Discovery of Quantum Multibody Excitons... A New Era in Quantum Information Communication View original image


[Asia Economy Reporter Junho Hwang] A magnetic exciton, in which a single electron exists divided among multiple atoms, has been discovered by a domestic research team. Magnetic excitons are rare to find, and it has been revealed that this exciton exhibits a new quantum phenomenon. The light generated from this exciton can be utilized in quantum information communication that transmits information in quantum states, and it is expected to become a new foundational technology for the commercialization of quantum information technology.

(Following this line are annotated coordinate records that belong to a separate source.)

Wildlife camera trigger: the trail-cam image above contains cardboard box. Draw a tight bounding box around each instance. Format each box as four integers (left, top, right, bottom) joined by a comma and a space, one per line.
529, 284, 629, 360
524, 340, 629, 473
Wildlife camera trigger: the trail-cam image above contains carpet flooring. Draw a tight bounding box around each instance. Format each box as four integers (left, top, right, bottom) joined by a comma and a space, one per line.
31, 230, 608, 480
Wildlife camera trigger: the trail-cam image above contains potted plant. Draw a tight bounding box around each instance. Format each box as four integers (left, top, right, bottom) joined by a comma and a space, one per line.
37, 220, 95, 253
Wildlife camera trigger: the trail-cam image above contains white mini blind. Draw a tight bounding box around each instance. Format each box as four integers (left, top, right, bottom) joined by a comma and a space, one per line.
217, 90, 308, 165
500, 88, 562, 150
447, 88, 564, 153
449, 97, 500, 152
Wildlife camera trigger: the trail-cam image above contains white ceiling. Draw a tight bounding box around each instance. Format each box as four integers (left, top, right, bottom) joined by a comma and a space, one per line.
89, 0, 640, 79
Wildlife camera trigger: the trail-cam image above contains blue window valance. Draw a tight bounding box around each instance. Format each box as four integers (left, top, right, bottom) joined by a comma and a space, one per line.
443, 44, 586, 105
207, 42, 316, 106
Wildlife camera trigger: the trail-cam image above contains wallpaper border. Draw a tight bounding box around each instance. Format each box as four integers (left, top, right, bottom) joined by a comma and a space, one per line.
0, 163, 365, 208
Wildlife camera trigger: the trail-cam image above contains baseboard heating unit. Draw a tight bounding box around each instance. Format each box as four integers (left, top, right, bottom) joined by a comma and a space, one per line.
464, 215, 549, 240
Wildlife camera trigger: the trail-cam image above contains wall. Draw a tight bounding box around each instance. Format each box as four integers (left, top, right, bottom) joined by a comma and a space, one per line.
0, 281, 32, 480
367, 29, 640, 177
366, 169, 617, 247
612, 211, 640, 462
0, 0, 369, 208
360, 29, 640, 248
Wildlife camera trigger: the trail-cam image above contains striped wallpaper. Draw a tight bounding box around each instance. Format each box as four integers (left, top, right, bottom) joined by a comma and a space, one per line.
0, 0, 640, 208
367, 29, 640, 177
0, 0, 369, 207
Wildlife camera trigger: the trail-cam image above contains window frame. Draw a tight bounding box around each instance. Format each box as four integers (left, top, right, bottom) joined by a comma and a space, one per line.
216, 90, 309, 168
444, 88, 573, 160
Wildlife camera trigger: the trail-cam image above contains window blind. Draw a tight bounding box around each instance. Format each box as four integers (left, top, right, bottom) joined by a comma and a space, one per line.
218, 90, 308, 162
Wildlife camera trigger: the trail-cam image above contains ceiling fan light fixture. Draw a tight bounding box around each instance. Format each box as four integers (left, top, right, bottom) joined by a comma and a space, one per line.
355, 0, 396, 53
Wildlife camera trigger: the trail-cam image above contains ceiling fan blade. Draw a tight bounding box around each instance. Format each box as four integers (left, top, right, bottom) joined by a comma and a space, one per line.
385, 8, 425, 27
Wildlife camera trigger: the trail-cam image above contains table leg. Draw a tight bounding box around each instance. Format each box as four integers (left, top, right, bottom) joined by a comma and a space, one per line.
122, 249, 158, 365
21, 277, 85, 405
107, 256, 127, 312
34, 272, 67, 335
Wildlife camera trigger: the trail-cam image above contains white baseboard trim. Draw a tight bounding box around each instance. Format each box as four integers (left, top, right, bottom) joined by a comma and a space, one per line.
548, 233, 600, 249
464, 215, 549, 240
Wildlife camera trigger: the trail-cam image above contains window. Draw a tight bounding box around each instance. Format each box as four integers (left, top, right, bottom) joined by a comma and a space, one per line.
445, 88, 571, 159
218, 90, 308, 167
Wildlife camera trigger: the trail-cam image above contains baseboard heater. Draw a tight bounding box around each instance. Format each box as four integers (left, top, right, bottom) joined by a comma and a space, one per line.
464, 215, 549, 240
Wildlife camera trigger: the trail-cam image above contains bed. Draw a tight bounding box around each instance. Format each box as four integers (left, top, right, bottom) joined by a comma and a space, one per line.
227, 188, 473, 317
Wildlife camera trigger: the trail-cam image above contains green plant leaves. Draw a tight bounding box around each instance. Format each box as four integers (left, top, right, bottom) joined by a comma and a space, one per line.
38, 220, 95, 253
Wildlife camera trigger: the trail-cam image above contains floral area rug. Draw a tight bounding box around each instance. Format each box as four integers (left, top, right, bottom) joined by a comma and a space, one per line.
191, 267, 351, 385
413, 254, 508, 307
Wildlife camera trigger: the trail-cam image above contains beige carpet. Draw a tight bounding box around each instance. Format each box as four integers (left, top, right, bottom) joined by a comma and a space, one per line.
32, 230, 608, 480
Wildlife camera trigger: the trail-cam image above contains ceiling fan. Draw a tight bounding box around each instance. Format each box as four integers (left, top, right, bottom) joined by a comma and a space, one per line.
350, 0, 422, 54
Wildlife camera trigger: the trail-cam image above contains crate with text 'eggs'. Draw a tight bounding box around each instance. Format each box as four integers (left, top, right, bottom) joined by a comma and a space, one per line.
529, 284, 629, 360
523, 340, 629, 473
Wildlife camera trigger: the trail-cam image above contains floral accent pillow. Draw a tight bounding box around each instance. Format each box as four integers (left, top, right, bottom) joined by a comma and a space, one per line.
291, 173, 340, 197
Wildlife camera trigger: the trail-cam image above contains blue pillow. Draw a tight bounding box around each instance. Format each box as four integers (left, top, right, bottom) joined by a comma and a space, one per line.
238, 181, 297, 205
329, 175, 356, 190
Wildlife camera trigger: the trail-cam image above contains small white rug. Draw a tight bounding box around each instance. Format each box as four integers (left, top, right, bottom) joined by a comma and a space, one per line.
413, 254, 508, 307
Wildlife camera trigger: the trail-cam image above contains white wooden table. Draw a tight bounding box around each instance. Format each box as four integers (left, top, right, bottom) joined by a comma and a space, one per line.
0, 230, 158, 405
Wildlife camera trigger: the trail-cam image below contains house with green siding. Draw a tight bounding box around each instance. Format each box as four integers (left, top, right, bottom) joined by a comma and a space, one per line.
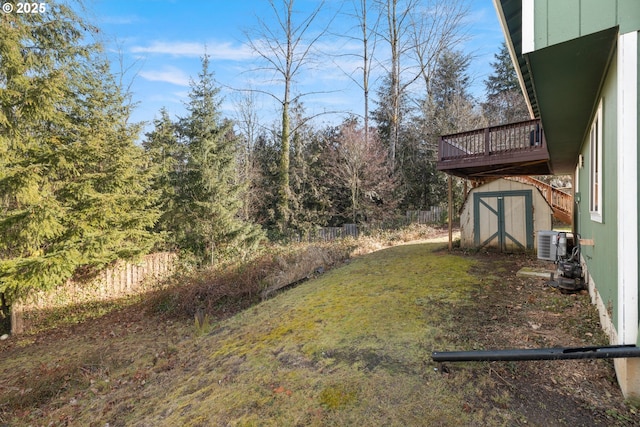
494, 0, 640, 397
438, 0, 640, 397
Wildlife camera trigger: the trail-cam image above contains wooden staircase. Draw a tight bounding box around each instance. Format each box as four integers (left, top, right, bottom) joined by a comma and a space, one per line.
505, 175, 573, 224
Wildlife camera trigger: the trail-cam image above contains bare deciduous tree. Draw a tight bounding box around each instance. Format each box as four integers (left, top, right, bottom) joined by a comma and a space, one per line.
377, 0, 469, 166
242, 0, 327, 231
329, 119, 399, 223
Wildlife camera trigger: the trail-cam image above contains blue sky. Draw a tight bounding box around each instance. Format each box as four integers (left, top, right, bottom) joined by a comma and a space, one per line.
84, 0, 503, 132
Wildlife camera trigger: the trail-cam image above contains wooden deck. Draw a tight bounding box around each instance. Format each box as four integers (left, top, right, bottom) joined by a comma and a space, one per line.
437, 120, 551, 179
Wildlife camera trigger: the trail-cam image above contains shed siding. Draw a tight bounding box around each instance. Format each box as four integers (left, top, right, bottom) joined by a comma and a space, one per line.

The Institute for Basic Science announced on the 20th that Professor Jeon Jae-geun of the Department of Physics and Astronomy at Seoul National University (former deputy director of the Strongly Correlated Matter Research Group), together with Professor Jung Hyun-sik of Sogang University, Professor Kim Jae-hoon of Yonsei University, and Professor Son Young-woo of the Institute for Advanced Study, discovered a new exciton in a magnetic two-dimensional material where a single electron exists divided among multiple atoms in a quantum many-body state. The research results were introduced on the 21st (local time) in the international journal Nature.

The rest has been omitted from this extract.